Not even Watson thought of himself as a captain until he became one, deputising for Clarke as captain of the one-day team last summer and for a series in the West Indies, but the all-rounder said he enjoyed balancing the job with the many other elements of his game.
''It's about as big as it gets for an Australian cricketer - like it was when I captained the one-dayers,'' he said.
''It's amazing to think that something like that has come along in your life.
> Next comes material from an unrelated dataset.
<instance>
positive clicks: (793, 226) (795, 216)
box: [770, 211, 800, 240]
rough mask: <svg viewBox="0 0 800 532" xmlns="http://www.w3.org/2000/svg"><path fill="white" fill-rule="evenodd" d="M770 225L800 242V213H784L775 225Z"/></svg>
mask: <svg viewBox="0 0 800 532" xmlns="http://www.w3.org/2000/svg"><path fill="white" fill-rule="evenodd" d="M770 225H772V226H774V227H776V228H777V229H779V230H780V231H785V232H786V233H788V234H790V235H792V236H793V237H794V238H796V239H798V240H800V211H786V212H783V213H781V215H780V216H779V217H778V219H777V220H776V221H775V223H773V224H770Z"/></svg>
But I'm trying not to get too far in front of myself at the moment.
''In the end, I know Michael will be trying everything he can to get ready for this Test match.
''Everyone has got fingers crossed that he'll be right, but if the opportunity does arise, I'll refocus then.''
Leading Australia on Boxing Day would be a huge challenge for Watson because of his bowling workload, which peaked during the first Test in Hobart, his need to contribute more as a batsman than he has during the past two years, and the ever-present danger of injury. ''I've got a little bit on my plate,'' he said.
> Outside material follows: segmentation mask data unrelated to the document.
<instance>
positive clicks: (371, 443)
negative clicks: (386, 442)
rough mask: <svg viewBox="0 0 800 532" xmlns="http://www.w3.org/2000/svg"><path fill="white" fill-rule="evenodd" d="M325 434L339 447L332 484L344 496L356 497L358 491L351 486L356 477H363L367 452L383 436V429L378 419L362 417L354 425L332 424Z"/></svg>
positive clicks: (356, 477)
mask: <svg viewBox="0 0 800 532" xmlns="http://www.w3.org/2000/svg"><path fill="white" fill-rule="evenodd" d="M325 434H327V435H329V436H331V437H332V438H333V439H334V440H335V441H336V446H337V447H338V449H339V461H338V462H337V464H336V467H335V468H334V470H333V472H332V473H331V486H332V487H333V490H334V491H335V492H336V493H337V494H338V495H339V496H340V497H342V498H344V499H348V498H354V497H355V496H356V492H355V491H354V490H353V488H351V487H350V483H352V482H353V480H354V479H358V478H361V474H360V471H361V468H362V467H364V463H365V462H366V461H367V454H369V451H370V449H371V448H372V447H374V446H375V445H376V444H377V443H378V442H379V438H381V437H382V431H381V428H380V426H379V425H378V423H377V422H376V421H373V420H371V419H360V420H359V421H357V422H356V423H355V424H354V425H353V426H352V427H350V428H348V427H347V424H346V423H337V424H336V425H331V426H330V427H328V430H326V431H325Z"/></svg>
But Watson said that the experience of captaining the one-day team in games last season, for four wins, three losses and a tie, allowed him to focus on things other than his own performances.
''The first thing I observed is how much I loved doing it,'' he said. ''I had as much fun as I've had on a cricket ground without performing to my potential on a few of those days.
''To be in control and feel every single ball of what's going on on the ground is something I really enjoyed.
''The other thing that stood out to me was to trust my gut instinct. Until you captain a side, you don't really realise the intuition you've developed over those 10-11 years of playing first-class cricket and just being around some of the best players to have played for Australia.
''Intuition really does come to the fore and you're able to do things tactically that you didn't think you had inside of you.''
Former captain Ponting last week backed Watson to do a fine job if he had to captain Australia, as long as he didn't think too much about it.
The all-rounder has also consulted Shane Warne, his former captain at Rajasthan in the IPL, about on-field leadership.